目深く頭から被ったマントを、人混みに持っていかれないよう押さえる。

 あの人達が大慌てで辺境の男爵領へ逃げようとした時にこっそりと家を抜け出して来たから、どこにいてもわたしの姿を見られるわけにはいかなかった。

 だからこれを被ることにした。路銀にしようかと適当に家から持ってきた焦げ茶色のマントだったけど、意外と役に立っている。

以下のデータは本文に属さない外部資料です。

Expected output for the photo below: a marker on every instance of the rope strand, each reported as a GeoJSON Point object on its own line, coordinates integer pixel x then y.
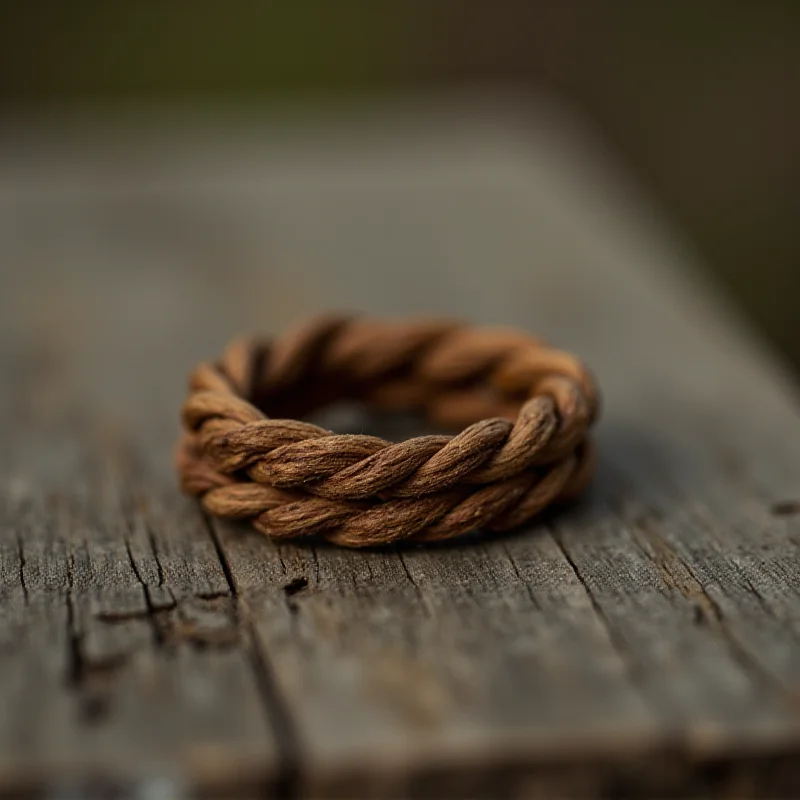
{"type": "Point", "coordinates": [527, 410]}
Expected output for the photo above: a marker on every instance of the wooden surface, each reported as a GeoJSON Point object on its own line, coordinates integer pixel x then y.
{"type": "Point", "coordinates": [644, 643]}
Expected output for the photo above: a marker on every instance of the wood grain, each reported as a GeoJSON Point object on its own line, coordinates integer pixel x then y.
{"type": "Point", "coordinates": [644, 643]}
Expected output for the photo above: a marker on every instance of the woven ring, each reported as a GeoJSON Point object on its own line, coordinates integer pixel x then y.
{"type": "Point", "coordinates": [527, 410]}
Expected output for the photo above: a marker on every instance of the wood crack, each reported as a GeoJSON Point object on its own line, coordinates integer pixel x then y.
{"type": "Point", "coordinates": [276, 709]}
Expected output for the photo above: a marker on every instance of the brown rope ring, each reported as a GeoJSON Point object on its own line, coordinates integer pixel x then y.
{"type": "Point", "coordinates": [527, 410]}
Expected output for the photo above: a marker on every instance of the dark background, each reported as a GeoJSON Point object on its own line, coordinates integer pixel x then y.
{"type": "Point", "coordinates": [699, 99]}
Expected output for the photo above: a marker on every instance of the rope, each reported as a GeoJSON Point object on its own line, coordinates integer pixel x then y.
{"type": "Point", "coordinates": [247, 456]}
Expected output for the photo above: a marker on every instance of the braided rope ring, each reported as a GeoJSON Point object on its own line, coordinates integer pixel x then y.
{"type": "Point", "coordinates": [528, 410]}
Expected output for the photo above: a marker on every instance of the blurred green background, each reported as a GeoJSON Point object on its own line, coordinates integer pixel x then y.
{"type": "Point", "coordinates": [701, 100]}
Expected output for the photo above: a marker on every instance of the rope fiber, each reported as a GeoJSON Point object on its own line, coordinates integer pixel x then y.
{"type": "Point", "coordinates": [525, 409]}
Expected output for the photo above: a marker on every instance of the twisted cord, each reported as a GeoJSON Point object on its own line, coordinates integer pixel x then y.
{"type": "Point", "coordinates": [529, 448]}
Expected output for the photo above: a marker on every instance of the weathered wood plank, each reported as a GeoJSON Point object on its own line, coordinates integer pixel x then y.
{"type": "Point", "coordinates": [645, 642]}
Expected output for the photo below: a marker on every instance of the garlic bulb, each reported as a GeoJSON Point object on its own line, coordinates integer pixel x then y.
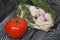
{"type": "Point", "coordinates": [48, 16]}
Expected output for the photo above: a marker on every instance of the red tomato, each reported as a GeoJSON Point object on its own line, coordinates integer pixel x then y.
{"type": "Point", "coordinates": [16, 29]}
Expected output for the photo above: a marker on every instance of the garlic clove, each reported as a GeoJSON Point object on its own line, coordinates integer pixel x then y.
{"type": "Point", "coordinates": [40, 19]}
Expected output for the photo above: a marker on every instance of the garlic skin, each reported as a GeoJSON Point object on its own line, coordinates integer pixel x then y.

「ねぇ、悪魔さん。あなたは結局わたしに何をくれたの?」

 ようやく人混みを抜けることが出来て、人があまりいない小さな噴水広場のような場所に出た。
そこで一息つこうと噴水の縁に腰をかける。

 そしてわたしの中に突然現れたに問いかける。

『ん?簡単なものだ。お前はどうやら元々魔法を扱う素質はあったみたいだからな。半永久的に尽きない魔力と悪魔の力…それらが、われがお前に与えたものさ』

 カッカッカッと気持ちよさそうな高笑いを上げながら、悪魔さんが語る。

『お前のその憎悪はとても美味だ。こうしてお前の精神世界に根を張り棲みついてみたが……かなり歪んだ感情を持ち合わせているようでな、中々に心地よい』

 悪魔さんの声はわたしにしか聞こえないらしい。
何せ彼はわたしの精神世界とやらに巣食った悪性の腫瘍のようなものだから。

 地響きのように脳内に鳴り響く悪魔の声。
それはただの言語とて全てが悪魔の囁き…甘言となってしまう。

『いくら力を抑制しているとはいえ、この我の声を聞いてまともな思考を保てている方が凄いのだがな』

 どうしてわたしは耐えられるのか分からないけれど、無事なら無事でそれで構わない。
わたしがわたしでいられるのならそれで。

『して我が眷属よ。この後はどうする?お前の姉の首を刎ねた男はまだ殺さぬのだろう?お前はこれよりどのようにして復讐の炎で世界を侵すのだ』
 
 表情は分からないけど、声だけでも分かる。
悪魔は笑っている。わたしの憎悪を、恨みの行く末を想像して嗤っている。

「……とにかく、わたしはこれから辺境へと向かいます」
『せっかく親元を抜け出したのにか?』
「えぇ。あれらはお姉様を苦しめた粗悪ですから。この世にあってはなりません」
『だからわざわざ殺しに行ってやるのか。存外優しいのだな、お前は』
「身内の存在が世界にとって不要物のようなものですから」
『ふはっ、もうなどと思ってはいないくせによく言うよな』

 淡々と会話を繰り返す。
その中でわたしはおもむろに立ち上がり、その場を後にする。

 辺境へと行くには時間も金も食糧も必要だ。
幸い金は屋敷から持ち出してきたものがまだかなりあるけれど、食糧は無い。
この金を使ってどこかで調達する必要がある。

 この近くの大通りには飲食店や食材を扱う店が多くあるみたいだから、そこでどうにかいい具合に情報と食糧を手に入れたい。